Preliminary conclusions from the NORVIT study


Resp
ect for reality!

Editorial background

The NORVIT study, first presented at the congress of the European Society of Cardiology, Sept 5, 2005, aroused much astonishment (cf publisher24_eng.htm ) – B vitamins appeared to deteriorate prognosis after heart infarct. Associate professor Jörn Schneede warns against premature conclusions. He is a pioneer in the introduction of metabolite markers in clinical routine. Previously, he worked in the research group of Per Magne Ueland in Bergen, Norway. Schneede emphasises that negative results may be due to e.g. recruitment of refractory patients or non-optimal dosage of the vitamin preparation. Thus, pyridoxine (B6) dose in the NORVIT study may have been too strong.

 Introduction

 Preliminary results from the Norwegian B-vitamin intervention study NORVIT, a study that investigates the secondary prevention effects of B-vitamin supplementation in patients suffering from acute myocardial infarction (MI), have recently been presented at the ESC congress in Stockholm.

 Mass media have reported and interpreted the preliminary results from NORVIT in a naive and unbalanced manner and concluded with a general statement that B-vitamins were generally harmful. This has resulted in considerable confusion, anxiety, scepticism not only in the general population, but also among doctors.

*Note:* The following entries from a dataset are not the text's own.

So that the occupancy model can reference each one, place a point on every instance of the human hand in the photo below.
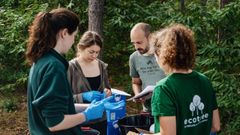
(132, 133)
(94, 111)
(108, 92)
(92, 95)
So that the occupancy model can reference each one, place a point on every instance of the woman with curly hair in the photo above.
(184, 102)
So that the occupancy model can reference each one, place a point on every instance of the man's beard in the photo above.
(142, 51)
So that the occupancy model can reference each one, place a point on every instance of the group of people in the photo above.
(63, 95)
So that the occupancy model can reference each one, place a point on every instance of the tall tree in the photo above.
(182, 5)
(222, 3)
(95, 16)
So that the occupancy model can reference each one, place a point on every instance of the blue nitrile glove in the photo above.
(92, 95)
(94, 111)
(106, 100)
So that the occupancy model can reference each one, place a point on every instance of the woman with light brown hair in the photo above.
(50, 103)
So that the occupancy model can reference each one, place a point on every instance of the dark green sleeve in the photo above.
(215, 106)
(162, 102)
(52, 97)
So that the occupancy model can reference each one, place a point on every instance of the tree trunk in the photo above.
(95, 17)
(182, 5)
(222, 3)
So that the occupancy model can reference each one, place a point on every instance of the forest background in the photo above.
(216, 24)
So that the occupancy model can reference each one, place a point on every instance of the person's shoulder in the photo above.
(102, 63)
(202, 76)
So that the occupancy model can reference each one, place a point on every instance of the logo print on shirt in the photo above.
(149, 62)
(198, 116)
(196, 105)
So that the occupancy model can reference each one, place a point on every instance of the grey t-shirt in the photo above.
(146, 68)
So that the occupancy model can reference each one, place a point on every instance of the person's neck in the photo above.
(148, 53)
(183, 71)
(84, 61)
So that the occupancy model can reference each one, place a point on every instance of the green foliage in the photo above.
(217, 34)
(8, 105)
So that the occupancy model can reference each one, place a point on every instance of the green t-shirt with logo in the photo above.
(146, 68)
(189, 97)
(49, 95)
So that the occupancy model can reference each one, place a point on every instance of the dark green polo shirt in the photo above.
(189, 97)
(49, 95)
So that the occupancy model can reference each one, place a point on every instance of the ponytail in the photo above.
(44, 29)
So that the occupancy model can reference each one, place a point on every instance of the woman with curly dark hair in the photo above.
(50, 102)
(184, 102)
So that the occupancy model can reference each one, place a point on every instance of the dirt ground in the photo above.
(15, 123)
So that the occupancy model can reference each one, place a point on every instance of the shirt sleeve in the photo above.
(163, 102)
(52, 97)
(215, 106)
(132, 69)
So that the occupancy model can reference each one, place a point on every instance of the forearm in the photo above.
(215, 121)
(78, 98)
(136, 88)
(80, 107)
(69, 121)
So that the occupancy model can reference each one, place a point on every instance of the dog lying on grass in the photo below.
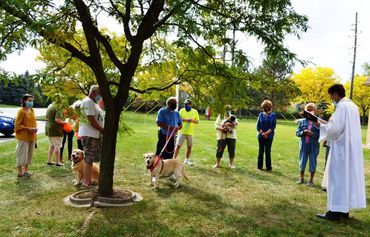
(77, 167)
(157, 167)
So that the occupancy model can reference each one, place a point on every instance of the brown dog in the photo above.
(157, 167)
(77, 167)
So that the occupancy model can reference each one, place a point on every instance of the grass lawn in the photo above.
(8, 106)
(216, 202)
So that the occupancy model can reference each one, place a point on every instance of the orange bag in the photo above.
(67, 127)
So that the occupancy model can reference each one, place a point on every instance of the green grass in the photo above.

Insufficient statistical power

For several years before the first, preliminary results from the NORVIT study now are published, it has been estimated, based on earlier observational studies, that a reduction of homocysteine levels by about 25-30% (this reduction was achieved in NORVIT), would result in an about 10% reduced risk of coronary heart disease (CHD). In other words, this is a relatively modest risk reduction.

Power calculations showed that the majority of B-vitamin intervention studies, including NORVIT, would not have the statistical power to exclude especially false-negative results. Only large meta-analyses, which include the combined data and results of all ongoing intervention studies (that is a total number of about 60.000 patients) would allow to give definite answers whether or not homocysteine should be considered a causal risk factor. Results from these meta-analyses will be available in about 3-5 years.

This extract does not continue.